Selain persyaratan dari OCA tersebut, alasan dipilihnya game untuk dipertandingan antara lain dengan pertimbangan popularitas. Sebagai contoh, Arena of Valor telah dimainkan di lebih 85 negara di dunia, dan diperkirakan memiliki sekitar 200juta pengguna aktif bulanan. Game yang dipilih juga memiliki kompetisi yang rutin dan berjenjang dan memiliki faktor “Hero Balance” dimana equipment dan skin yang digunakan saat dalam permainan hanya bersifat kosmetik atau tidak menambah kekuatan karakter. Terpilihnya ke-enam game tersebut disambut antusias oleh komunitas gamers baik secara online maupun offline.
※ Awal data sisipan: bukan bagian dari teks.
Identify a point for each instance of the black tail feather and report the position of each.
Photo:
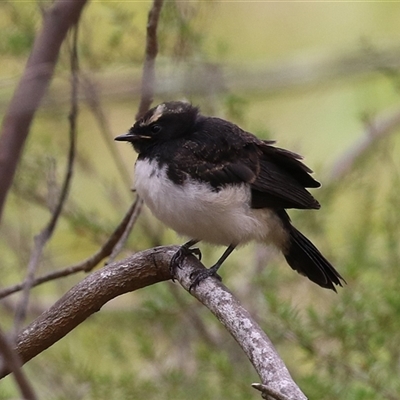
(307, 260)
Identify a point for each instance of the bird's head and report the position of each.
(162, 123)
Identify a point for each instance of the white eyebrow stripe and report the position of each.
(158, 112)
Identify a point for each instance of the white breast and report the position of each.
(195, 210)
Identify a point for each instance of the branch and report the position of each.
(44, 236)
(32, 87)
(14, 363)
(375, 130)
(147, 268)
(148, 77)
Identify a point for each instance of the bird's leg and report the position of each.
(199, 276)
(183, 251)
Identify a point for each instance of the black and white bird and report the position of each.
(211, 181)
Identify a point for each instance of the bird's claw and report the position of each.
(179, 256)
(199, 276)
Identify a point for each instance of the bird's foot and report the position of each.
(178, 258)
(199, 276)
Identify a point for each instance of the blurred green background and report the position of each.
(319, 77)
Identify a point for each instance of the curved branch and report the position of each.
(375, 130)
(89, 263)
(276, 380)
(143, 269)
(148, 77)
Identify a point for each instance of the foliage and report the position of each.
(159, 343)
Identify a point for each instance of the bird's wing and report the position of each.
(282, 180)
(210, 162)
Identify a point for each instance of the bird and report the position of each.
(211, 181)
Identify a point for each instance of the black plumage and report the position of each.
(218, 154)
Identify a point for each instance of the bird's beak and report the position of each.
(126, 137)
(130, 137)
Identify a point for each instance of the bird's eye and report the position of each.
(155, 128)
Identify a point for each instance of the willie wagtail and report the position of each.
(208, 179)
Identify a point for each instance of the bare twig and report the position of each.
(88, 296)
(85, 265)
(12, 362)
(375, 130)
(93, 100)
(32, 87)
(148, 77)
(43, 237)
(143, 269)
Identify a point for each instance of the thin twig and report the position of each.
(148, 77)
(32, 87)
(13, 364)
(43, 237)
(93, 100)
(85, 265)
(143, 269)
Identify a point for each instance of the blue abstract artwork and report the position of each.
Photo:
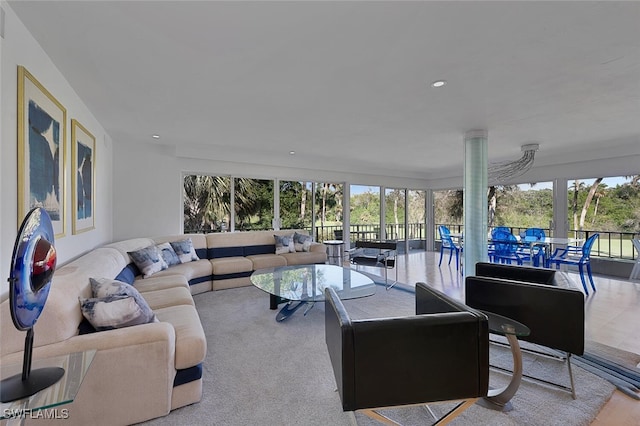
(84, 179)
(44, 160)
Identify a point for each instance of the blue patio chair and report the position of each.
(536, 252)
(568, 256)
(448, 244)
(505, 247)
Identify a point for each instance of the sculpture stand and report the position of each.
(29, 382)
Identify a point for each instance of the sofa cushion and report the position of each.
(185, 250)
(284, 244)
(104, 287)
(267, 261)
(107, 313)
(301, 242)
(305, 258)
(128, 273)
(160, 282)
(169, 254)
(231, 265)
(148, 260)
(191, 343)
(192, 270)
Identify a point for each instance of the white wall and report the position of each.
(20, 48)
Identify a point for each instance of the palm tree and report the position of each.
(577, 186)
(587, 202)
(601, 191)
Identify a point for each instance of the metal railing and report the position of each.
(612, 245)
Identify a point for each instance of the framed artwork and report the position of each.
(42, 132)
(83, 160)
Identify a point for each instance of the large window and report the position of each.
(328, 212)
(253, 204)
(364, 213)
(394, 200)
(609, 206)
(417, 219)
(296, 205)
(207, 203)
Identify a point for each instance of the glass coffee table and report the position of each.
(499, 399)
(303, 285)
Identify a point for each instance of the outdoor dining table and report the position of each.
(547, 244)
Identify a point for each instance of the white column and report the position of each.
(429, 220)
(560, 223)
(475, 199)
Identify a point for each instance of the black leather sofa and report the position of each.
(555, 315)
(440, 354)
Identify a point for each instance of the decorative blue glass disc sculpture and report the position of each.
(32, 266)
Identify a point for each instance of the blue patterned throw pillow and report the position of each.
(105, 287)
(148, 260)
(284, 244)
(185, 251)
(168, 254)
(107, 313)
(301, 242)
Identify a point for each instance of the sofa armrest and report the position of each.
(317, 247)
(134, 367)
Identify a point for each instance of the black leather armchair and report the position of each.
(440, 354)
(555, 315)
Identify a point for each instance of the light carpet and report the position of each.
(260, 372)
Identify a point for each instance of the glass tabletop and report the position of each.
(499, 324)
(308, 282)
(64, 391)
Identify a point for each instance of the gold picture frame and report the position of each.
(42, 135)
(83, 160)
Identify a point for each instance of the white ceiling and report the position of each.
(346, 84)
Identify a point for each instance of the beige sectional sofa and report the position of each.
(144, 371)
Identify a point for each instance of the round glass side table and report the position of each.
(499, 399)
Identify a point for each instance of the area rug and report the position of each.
(261, 372)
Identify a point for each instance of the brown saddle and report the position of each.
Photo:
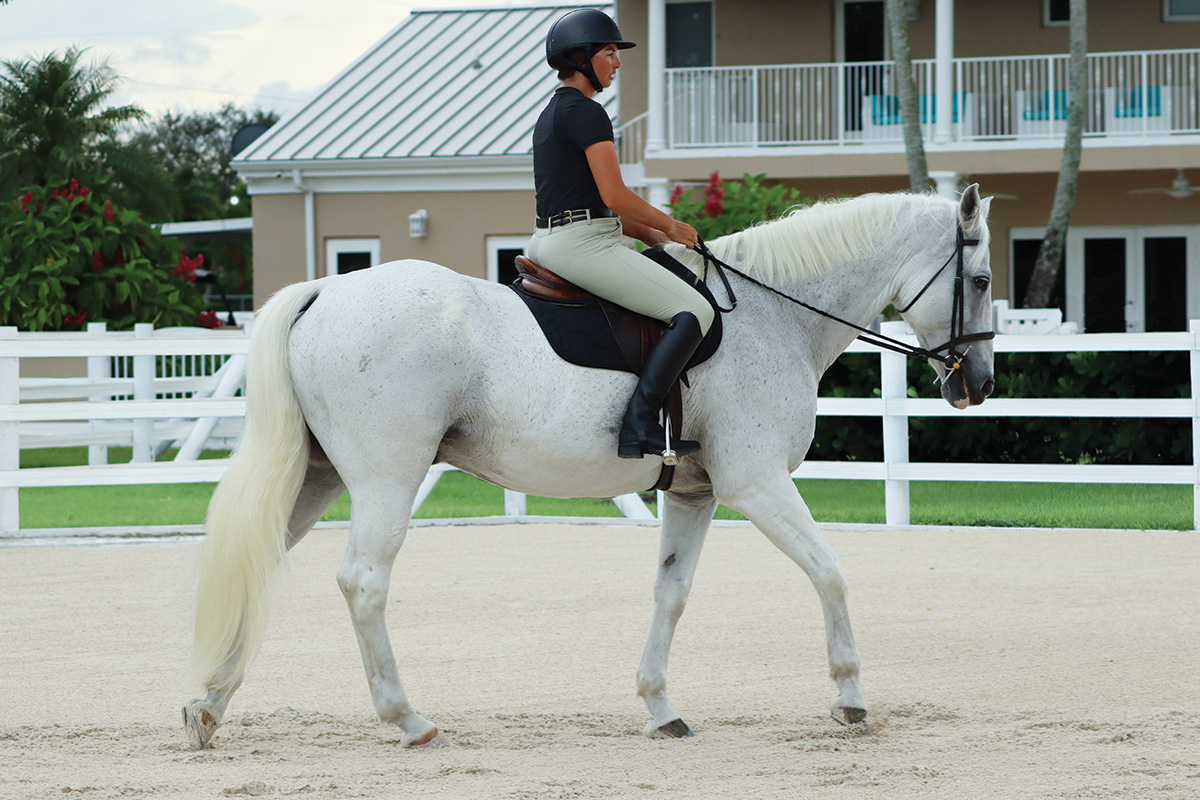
(635, 334)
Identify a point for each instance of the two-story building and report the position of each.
(437, 119)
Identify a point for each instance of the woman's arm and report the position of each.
(647, 221)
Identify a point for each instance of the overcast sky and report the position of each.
(197, 54)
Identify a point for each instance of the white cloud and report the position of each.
(201, 54)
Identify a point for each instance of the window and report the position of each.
(501, 253)
(345, 256)
(689, 35)
(1181, 11)
(1055, 13)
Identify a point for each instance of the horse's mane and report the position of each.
(808, 241)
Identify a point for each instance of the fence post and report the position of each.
(100, 367)
(894, 389)
(514, 504)
(1194, 362)
(143, 390)
(10, 435)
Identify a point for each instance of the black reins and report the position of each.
(953, 358)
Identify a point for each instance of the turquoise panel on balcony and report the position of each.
(886, 108)
(1039, 108)
(1131, 102)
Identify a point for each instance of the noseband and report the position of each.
(953, 356)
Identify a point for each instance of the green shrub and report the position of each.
(1048, 440)
(69, 258)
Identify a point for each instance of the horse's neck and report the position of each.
(855, 292)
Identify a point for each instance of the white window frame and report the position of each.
(839, 31)
(1168, 17)
(495, 245)
(334, 247)
(712, 43)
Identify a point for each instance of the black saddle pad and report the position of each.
(580, 331)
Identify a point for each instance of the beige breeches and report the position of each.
(591, 254)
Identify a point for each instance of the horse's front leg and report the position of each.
(685, 521)
(777, 509)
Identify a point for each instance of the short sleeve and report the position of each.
(586, 124)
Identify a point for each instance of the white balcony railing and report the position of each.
(1139, 94)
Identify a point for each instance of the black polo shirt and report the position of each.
(562, 178)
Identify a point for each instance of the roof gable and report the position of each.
(466, 82)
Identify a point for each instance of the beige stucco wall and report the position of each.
(459, 227)
(1024, 200)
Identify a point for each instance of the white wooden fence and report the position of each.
(149, 421)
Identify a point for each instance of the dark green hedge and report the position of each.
(1021, 439)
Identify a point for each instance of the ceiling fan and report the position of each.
(1180, 187)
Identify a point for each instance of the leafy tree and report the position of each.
(69, 258)
(197, 150)
(54, 125)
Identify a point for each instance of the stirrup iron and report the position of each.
(669, 455)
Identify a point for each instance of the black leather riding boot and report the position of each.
(641, 432)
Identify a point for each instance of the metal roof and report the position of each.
(463, 82)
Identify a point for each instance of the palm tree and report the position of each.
(55, 125)
(906, 92)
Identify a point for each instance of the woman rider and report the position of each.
(583, 208)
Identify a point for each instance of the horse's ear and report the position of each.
(970, 205)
Mereka pun mengadakan acara-acara khusus untuk menyambut Asian Games, termasuk nonton bareng.

 

Hasil riset yang dilansir newzoo.com menyebutkan bahwa Asia Tenggara adalah wilayah yang memiliki pertumbuhan industri game tertinggi dengan jumlah  penggemar e-sports 9,6 juta orang dimana sebanyak 2,8 juta orang berasal dari Vietnam dan 2 juta orang dari Indonesia. Masuknya e-sports dalam Asian Games merupakan tolok ukur penting diakuinya sebuah cabang olah raga modern. Permainan game baik melalui ponsel maupun desktop banyak diminati kaum milenial di kota-kota besar. BIla saat ini hanya dianggap sebagai hiburan, kedepannya bermain game akan memotivasi pemain untuk  membukukan prestasi secara profesional dan mengharumkan nama negara.